Last night I went to Moe's Books in Berkeley, on a spontaneous browsing and picked up this copy of "Mayakovsky," which I believe is the best translation of his work -- only recently superceded in places by the "Night Wraps at the Sky," edited by Michael Almereyda (Farrar, Sraus and Giroux; 2008). Marshall's Mayakovsky weighs in at 432 full pages of poems, prose, his commentary and others on Mayakovsky.

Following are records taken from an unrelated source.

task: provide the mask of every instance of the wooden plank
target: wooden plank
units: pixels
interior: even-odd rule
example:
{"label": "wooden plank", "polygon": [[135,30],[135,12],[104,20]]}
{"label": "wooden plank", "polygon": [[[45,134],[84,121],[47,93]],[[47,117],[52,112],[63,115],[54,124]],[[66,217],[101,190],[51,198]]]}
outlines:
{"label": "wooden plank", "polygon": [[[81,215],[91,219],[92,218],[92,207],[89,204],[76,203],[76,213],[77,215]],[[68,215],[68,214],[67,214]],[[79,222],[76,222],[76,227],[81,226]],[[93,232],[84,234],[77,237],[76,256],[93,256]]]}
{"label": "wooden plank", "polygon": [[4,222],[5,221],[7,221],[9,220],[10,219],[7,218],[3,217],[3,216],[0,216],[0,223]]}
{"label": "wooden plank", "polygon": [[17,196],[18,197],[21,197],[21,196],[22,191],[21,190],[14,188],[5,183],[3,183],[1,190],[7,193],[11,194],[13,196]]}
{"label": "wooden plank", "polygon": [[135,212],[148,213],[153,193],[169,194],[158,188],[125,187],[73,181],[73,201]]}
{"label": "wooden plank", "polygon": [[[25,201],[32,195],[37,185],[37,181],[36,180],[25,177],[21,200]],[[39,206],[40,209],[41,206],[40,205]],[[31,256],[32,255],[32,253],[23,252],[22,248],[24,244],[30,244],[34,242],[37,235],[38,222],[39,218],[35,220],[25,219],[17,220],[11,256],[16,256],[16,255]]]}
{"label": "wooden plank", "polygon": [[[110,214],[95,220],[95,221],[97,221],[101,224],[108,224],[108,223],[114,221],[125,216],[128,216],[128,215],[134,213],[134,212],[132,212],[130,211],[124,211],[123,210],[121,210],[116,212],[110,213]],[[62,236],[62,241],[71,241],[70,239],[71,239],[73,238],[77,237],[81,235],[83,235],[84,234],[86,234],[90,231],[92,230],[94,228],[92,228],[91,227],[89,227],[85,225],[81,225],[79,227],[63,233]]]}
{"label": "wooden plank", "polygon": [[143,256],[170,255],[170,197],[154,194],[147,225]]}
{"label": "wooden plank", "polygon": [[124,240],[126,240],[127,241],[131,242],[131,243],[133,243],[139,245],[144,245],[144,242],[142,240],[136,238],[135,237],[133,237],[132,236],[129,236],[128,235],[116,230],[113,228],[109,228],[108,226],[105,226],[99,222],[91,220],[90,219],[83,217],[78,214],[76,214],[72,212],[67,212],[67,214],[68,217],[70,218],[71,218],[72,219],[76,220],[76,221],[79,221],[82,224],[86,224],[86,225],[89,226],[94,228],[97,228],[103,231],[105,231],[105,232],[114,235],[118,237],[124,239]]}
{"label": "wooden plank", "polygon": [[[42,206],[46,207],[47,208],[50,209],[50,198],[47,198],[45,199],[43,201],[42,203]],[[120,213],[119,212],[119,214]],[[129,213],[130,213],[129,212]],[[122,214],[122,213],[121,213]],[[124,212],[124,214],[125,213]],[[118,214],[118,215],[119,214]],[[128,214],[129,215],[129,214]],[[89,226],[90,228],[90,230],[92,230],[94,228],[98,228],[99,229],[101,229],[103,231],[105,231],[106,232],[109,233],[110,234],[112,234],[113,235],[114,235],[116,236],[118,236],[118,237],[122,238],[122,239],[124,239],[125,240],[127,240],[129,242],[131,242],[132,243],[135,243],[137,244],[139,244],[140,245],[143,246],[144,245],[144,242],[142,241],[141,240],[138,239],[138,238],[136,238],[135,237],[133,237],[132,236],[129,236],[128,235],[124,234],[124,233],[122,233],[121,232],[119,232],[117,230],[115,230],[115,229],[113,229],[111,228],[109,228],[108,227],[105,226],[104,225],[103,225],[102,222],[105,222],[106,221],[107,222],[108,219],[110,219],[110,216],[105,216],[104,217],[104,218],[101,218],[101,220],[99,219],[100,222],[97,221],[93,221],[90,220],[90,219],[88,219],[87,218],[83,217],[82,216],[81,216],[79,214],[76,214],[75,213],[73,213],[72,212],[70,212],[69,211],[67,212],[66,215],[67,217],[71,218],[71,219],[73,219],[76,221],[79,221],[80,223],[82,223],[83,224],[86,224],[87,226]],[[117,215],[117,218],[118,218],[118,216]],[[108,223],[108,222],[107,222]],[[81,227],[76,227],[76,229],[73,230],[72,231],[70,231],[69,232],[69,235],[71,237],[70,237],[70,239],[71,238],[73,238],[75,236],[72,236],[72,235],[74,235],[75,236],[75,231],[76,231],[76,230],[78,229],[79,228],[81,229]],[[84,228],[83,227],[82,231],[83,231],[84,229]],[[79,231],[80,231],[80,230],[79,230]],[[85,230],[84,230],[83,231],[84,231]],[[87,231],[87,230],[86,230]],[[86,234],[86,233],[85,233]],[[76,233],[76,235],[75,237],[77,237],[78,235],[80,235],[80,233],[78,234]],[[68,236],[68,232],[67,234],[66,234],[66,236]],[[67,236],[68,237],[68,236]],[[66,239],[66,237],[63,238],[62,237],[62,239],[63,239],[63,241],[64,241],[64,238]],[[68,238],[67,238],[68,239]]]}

I first read Marshall's Mayakovsky's back in 1977. This is the third copy I've bought, all of the others I have given away, or unawares have been permanently borrowed by visitors, along the way. You shouldn't have to read any Mayakovsky yet he is indispensable if you are to understand all the contradictory relations that exist between poets, lovers, foes, critics, political movements and their leaders and organizations, art and pure poetry, that is, poetry for poets. As Marshall's edition points out: both Boris Pasternak (the lyrical poet and writer who was awarded the Nobel in the 1950s but had to reject it due to all the complications of the Cold War on human culture), and the hated dictator of the Soviet proletariat, Stalin, Mayakovsky for completely opposite and opposing reasons. Pasternak for Mayakovsky's intimate poetry; Stalin for his loud, top of the lungs, poems praising the October revolution and socialism. In the end, this contradiction lives on, beautifully in spite of Mayakovsky's demise at his own hand. Now, how could you argue with a poet who re-wrote his poem-suicide at least five times -- or maybe Mayakovsky changed his mind five times thinking he could write a better version and then finally despair got the better of him and he pulled the triggger?
Mayakovsky is at least good as an example of how to balance or not balance the private and intimate with the political and the public. Mayakovsky proved that you can do and be both in your words and deeds.